Methods: In this retrospective cohort study, we analyzed data from HCC patients who underwent surgical resection in Korea, excluding those with recurrence within one year post-surgery. Using the Infinium Methylation EPIC array on 140 samples in the discovery cohort, we classified patients into low- and high-risk groups based on methylation profiles. Distinctive markers were identified through random forest analysis. These markers were validated in the cancer genome atlas (n=217), Validation cohort 1 (n=63) and experimental Validation using a methylation-sensitive high-resolution melting (MS-HRM) assay in Validation cohort 1 and Validation cohort 2 (n=63).

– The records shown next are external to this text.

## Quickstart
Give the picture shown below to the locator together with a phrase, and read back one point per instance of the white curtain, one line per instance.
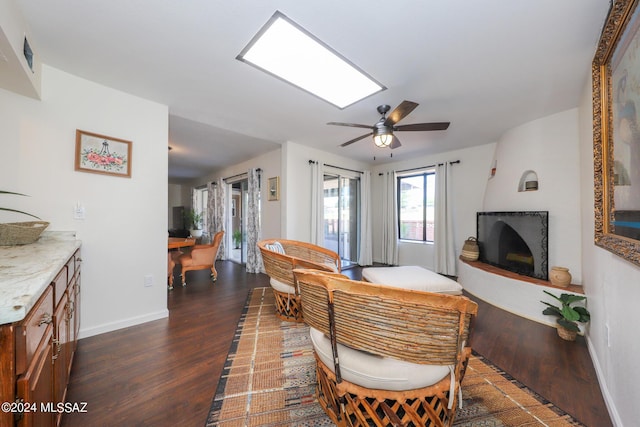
(317, 203)
(389, 219)
(217, 206)
(210, 211)
(444, 231)
(253, 234)
(365, 257)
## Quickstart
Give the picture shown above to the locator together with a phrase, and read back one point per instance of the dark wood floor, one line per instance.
(164, 373)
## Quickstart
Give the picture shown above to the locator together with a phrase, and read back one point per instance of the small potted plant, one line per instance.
(567, 315)
(194, 218)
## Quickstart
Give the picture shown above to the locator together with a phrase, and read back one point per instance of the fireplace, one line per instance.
(515, 241)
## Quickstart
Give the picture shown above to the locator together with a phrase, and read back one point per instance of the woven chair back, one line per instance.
(297, 255)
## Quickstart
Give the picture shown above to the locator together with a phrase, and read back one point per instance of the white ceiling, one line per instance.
(485, 66)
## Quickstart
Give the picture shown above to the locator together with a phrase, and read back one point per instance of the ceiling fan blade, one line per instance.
(424, 126)
(400, 112)
(355, 139)
(353, 125)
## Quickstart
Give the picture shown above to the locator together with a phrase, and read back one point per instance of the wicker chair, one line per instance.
(279, 265)
(385, 356)
(201, 257)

Results: The low-risk recurrence group (methylation group 1; MG1) showed a methylation average of 0.73 (95% confidence interval [CI] 0.69-0.77) with a 23.5% recurrence rate, while the high-risk group (MG2) had an average of 0.17 (95% CI 0.14-0.20) with a 44.1% recurrence rate (P<0.03). Validation confirmed the applicability of methylation markers across diverse populations, showing high accuracy in predicting the probability of HCC recurrence risk (area under the curve 96.8%). The MS-HRM assay confirmed its effectiveness in predicting de novo recurrence with 95.5% sensitivity, 89.7% specificity, and 92.2% accuracy.

Conclusion: Methylation markers effectively classified HCC patients by de novo recurrence risk, enhancing prediction accuracy and potentially offering personalized management strategies.